The supply chain function (“Supply Chain”) is often the backbone of an organization, touching many areas of the business ranging from procurement (including supplier relationships) to distribution (including logistics relationships). The actions and decisions by the supply chain team have a direct bearing on the bottom line of the organization, and therefore it is important to align Supply Chain goals with the financial goals of the organization.
To understand the impact Supply Chain has on financial KPIs, we first need to understand how and where Supply Chain fits in each of the financial statements. Each of the three financial statements report financial information, which is important not only for shareholders, but also from other stakeholders (suppliers, analyst, management). Below are the three financial statements, which are impacted by supply chain team action and decisions on a daily basis.
- Income statement: Supply Chain impacts almost all the major numbers in this statement either directly or indirectly. The top line of the income statement shows the total revenue, which is calculated by multiplying units and the price per unit.
- Supply chain team decisions regarding lead time and servicing customer orders on a timely basis has a direct impact on the revenue numbers. More and more companies are reviewing the OTIF (“on-time, in-full”), CFR (“case fill rate”), and other version of fill rate on periodic basis, to ensure that customers’ orders are fulfilled on timely basis to avoid customer loss to competitors’ products. Even though all companies take these sets of metrics very seriously, there are companies who have institutionalized policies around this metric and accordingly their vendors are charged financial penalties if they don’t meet certain OTIF / CFR rates.
- Other Supply Chain decision areas pertain to reverse logistics, product quality, and out-of-stock situations that impact customer trust and loyalty. These metrics help the organization to maintain and build long-term relationships with their customers and can be considered as “hygiene” factors.
- Lastly, Supply Chain decisions regarding product costing (including procurement, manufacturing, distribution, and waste) also impact the income statement. Therefore, performing regular Supply Chain KPIs reviews is critical to having a strong income statement.

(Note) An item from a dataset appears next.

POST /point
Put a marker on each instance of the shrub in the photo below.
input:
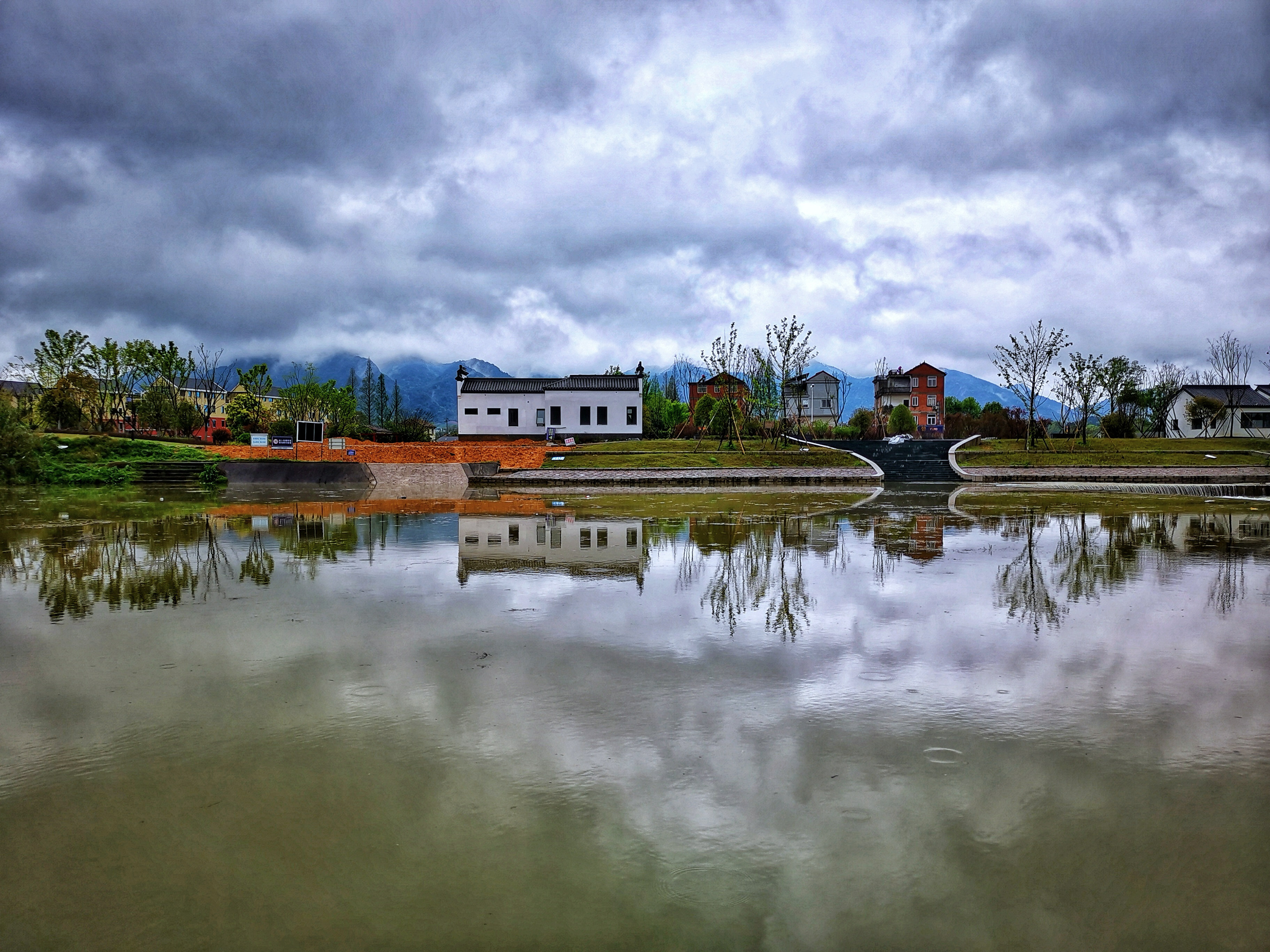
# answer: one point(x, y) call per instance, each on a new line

- Balance Sheet: Similar to the income statement, supply chain decisions and actions have a direct influence on the health of the balance sheet. Inventory quantity (Days of Coverage), quality (aged and obsolescence status) and accuracy (forecasting and manufacturing yield) are key metrics, and truly impact the components of the Balance Sheet. Specifically:
- The supply chain inventory policy impacts working capital ($ and ratio), current assets and current liabilities of the organization.
- Supply chain decisions around supplier relationships and accounts payable also impact the Balance Sheet.
- Statement of Cash and Equity: Lastly, the statement of cash and equity details the quality of cash flow including the sources and consumption (including operations), which is a direct result of Supply Chain decisions.
Even though Supply Chain is mostly considered a cost, implementation of best practices in supply chain management can help reduce operating costs, improve operational efficiencies, improve customer satisfaction, and drive better financial performance. Alignment between Supply Chain and Finance is also helped by the evolution of Finance-led IBP (“Integrated Business Planning”) discussions, which in turn strengthens coordination between the various stages of an IBP process such as (1) alignment of the demand forecast, (2) supply / demand balancing, (3) financial review, and (4) executive review.
As organizations embark and evolve on this path, the focus is shifting from working sequentially in silos to strong real-time collaboration that supports financial performance. The other important evolution, which is truly helping many organizations in this journey is the use of a single-enterprise integrated planning platform. A single-enterprise integrated planning platform can support inter-enterprise data and drive alignment on reporting and planning structures, including scenario-based financial analyses.
In conclusion, better supply chain management through supply chain KPI reviews, can have positive direct and indirect impacts on the financial statements.